Do you really need to send #asWideString? It doesn't look like it
would do anything if you already have a String.

Philippe

> It works well. I did it to test Ramon Leon's Seaside Blog but I didn't
> post this because I wasn't sure it was a common problem and because of
> the ugliness of the string conversion.
>
> I attach my two mods.
>
> --
> Martial
>
> Philippe Marschall a écrit :
> | 2007/2/28, Norbert Hartl <[hidden email]>:
> | >On Wed, 2007-02-28 at 00:26 +0100, Philippe Marschall wrote:
> | >> 2007/2/28, Norbert Hartl <[hidden email]>:
> | >> > Hi,
> | >> >
> | >> > I ran into a encoding problem.
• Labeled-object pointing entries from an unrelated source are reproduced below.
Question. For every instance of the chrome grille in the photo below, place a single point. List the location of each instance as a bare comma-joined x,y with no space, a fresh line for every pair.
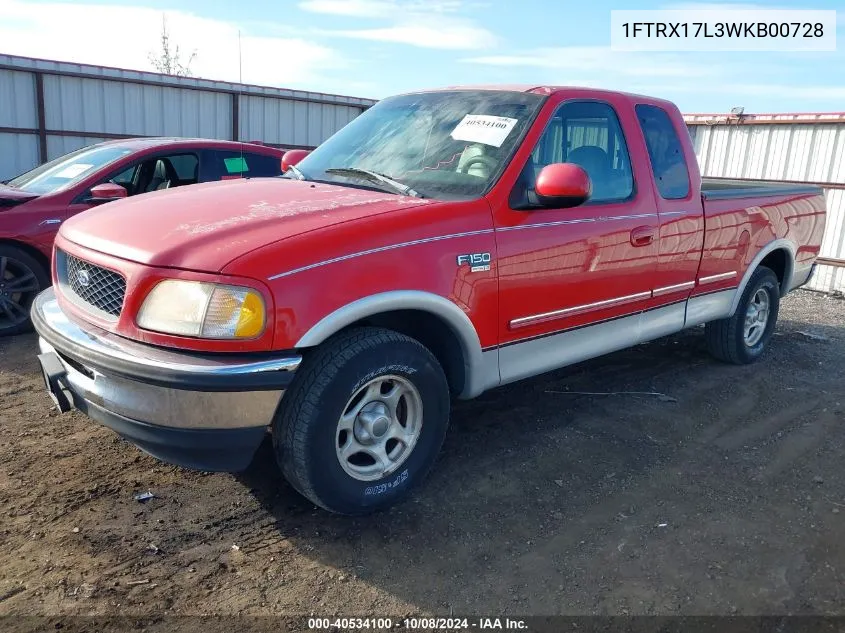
99,287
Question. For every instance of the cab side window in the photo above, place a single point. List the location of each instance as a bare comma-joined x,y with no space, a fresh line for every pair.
587,133
665,152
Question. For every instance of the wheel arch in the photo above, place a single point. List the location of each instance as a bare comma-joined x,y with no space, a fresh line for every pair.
782,253
29,249
434,320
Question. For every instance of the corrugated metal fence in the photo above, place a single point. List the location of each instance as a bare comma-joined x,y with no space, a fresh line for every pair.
49,108
806,148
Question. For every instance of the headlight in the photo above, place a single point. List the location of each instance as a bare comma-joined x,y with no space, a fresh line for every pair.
206,310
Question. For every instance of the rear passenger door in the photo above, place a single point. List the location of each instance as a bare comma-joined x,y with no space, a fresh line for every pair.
679,205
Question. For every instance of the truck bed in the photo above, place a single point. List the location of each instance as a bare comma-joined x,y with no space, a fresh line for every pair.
724,188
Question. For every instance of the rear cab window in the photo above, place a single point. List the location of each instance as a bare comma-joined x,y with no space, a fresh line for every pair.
665,152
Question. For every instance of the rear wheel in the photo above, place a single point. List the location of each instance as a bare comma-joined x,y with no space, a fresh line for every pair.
363,422
742,338
22,277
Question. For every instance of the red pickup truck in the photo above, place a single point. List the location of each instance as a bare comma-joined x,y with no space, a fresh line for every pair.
441,244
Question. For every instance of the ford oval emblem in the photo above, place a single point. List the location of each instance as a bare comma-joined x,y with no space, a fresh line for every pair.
83,278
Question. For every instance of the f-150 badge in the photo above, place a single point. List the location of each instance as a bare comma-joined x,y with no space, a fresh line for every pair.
478,262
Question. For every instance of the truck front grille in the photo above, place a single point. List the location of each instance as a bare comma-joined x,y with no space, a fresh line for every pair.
93,285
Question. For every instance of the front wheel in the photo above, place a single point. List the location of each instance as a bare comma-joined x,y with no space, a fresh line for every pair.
22,277
742,338
363,422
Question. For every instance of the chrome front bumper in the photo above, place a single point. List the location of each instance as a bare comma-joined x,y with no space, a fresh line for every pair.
202,411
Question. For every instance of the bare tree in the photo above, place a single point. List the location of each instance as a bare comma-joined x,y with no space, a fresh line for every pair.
168,59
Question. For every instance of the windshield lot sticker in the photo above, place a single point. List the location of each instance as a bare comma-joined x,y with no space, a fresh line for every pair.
484,128
72,171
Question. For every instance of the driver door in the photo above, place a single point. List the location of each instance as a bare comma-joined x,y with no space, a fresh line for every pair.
563,272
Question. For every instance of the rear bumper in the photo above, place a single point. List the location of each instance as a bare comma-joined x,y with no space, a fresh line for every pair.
208,412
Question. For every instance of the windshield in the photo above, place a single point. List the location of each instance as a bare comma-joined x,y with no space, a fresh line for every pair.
450,145
68,169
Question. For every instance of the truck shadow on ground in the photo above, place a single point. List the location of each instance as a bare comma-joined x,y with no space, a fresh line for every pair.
548,498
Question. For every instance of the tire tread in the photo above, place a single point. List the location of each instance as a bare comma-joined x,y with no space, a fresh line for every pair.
302,399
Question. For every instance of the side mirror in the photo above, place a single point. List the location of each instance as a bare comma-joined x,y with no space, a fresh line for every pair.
292,157
563,185
107,192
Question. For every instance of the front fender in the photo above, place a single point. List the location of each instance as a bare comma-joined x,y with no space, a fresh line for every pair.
482,372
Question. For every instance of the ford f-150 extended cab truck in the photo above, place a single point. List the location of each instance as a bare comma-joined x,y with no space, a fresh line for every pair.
441,244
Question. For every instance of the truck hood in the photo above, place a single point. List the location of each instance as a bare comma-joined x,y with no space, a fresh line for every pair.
204,227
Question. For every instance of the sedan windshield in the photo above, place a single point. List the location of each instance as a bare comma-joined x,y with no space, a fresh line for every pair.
451,145
69,169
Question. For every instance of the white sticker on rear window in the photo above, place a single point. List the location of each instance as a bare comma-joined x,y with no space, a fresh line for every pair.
484,128
72,171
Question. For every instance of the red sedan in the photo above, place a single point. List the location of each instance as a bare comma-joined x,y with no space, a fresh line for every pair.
34,205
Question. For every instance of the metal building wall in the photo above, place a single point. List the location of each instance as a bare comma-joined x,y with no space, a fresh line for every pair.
50,108
807,148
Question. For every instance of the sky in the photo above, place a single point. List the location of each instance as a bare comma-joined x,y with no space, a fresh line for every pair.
375,48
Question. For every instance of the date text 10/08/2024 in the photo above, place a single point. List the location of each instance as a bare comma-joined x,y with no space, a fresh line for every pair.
418,624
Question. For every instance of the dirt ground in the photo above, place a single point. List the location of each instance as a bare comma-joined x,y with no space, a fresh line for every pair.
726,496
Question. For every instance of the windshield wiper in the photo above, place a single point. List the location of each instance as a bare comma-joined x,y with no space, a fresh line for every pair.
374,176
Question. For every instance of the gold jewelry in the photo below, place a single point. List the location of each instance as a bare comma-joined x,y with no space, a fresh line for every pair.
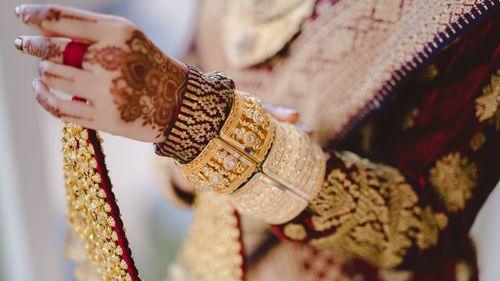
229,161
290,176
248,127
271,169
219,167
204,106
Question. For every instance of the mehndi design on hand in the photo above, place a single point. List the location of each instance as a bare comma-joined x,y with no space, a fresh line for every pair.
149,84
130,86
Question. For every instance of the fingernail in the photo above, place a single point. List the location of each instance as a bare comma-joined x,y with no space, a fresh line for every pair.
19,43
18,10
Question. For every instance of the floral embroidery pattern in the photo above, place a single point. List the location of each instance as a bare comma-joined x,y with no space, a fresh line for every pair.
454,177
374,211
488,104
295,231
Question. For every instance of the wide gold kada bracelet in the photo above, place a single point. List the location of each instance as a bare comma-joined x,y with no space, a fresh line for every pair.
270,170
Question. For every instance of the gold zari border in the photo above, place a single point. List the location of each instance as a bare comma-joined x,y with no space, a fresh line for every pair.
270,169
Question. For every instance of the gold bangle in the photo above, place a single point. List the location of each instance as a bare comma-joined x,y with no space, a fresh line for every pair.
219,167
229,161
290,176
271,170
249,128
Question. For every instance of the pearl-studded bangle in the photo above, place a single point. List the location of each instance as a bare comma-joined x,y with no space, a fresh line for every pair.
269,169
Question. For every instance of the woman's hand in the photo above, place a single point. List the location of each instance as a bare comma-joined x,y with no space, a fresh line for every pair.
131,87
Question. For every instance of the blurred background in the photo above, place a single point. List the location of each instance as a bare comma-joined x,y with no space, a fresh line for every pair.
32,203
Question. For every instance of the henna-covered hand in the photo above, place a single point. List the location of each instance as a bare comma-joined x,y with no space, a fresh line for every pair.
131,87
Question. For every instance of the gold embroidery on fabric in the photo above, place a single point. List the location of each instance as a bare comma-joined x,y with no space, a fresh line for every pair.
488,104
428,73
395,275
454,177
409,120
88,212
374,211
295,231
463,272
441,220
212,249
477,141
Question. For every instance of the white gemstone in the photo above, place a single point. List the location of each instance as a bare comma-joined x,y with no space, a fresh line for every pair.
250,138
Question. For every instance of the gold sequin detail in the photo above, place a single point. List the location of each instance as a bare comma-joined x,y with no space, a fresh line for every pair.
212,249
409,120
488,104
374,213
477,141
463,271
89,214
454,177
428,73
295,231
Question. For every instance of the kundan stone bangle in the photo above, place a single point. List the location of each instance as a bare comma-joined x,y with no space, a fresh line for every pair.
230,159
201,113
269,169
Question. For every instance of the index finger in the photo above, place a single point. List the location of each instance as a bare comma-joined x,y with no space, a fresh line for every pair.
64,21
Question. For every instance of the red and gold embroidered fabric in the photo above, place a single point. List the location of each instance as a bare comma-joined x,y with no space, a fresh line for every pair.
437,141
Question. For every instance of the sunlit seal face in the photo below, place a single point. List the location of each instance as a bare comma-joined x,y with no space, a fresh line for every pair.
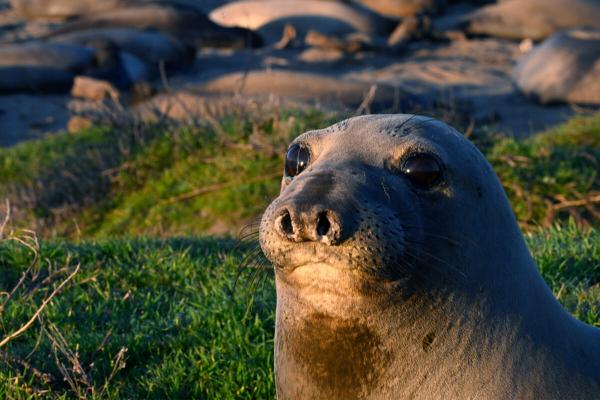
401,272
376,196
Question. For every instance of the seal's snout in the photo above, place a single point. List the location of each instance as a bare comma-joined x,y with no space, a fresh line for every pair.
313,225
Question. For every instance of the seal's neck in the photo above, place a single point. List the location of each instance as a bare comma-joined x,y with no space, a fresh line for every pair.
335,339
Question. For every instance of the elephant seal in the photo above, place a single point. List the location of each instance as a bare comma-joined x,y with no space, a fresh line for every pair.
403,8
532,19
401,273
150,47
269,18
310,87
42,67
35,9
564,68
179,20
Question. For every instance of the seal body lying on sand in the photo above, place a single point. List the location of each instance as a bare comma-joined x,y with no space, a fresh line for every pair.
401,273
61,8
38,66
184,22
269,17
534,19
564,68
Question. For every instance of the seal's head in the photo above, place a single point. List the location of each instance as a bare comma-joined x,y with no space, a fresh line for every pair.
399,267
391,198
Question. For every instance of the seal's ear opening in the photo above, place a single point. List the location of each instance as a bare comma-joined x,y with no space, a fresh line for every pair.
422,169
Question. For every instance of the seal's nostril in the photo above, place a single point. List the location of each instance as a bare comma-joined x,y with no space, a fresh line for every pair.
323,224
286,223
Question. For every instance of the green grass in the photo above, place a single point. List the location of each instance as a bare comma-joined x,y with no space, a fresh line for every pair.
136,179
189,330
173,180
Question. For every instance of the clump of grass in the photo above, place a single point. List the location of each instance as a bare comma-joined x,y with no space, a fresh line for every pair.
569,260
151,179
139,319
553,176
188,329
163,180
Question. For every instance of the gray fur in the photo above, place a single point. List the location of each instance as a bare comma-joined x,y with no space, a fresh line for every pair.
413,293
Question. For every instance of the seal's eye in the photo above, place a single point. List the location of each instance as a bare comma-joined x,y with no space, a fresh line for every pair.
296,159
422,169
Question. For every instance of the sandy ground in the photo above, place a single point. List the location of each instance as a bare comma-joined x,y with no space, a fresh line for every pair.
470,74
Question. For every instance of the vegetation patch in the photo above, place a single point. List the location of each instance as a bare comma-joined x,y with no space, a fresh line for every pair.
174,318
164,180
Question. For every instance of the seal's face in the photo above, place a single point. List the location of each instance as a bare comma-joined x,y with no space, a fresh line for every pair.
353,198
387,230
I'm using seaside together
> | >> > with Glorp. For the web server I use WAKomEncoded39.
> | >> > WAKomEncoded39 converts the output to the browser to utf-8.
> | >> > But on incoming requests the url escaped characters are
> | >> > translated to something different. For me it appears to
> | >> > be latin-1 but I've no glue why it should be that way.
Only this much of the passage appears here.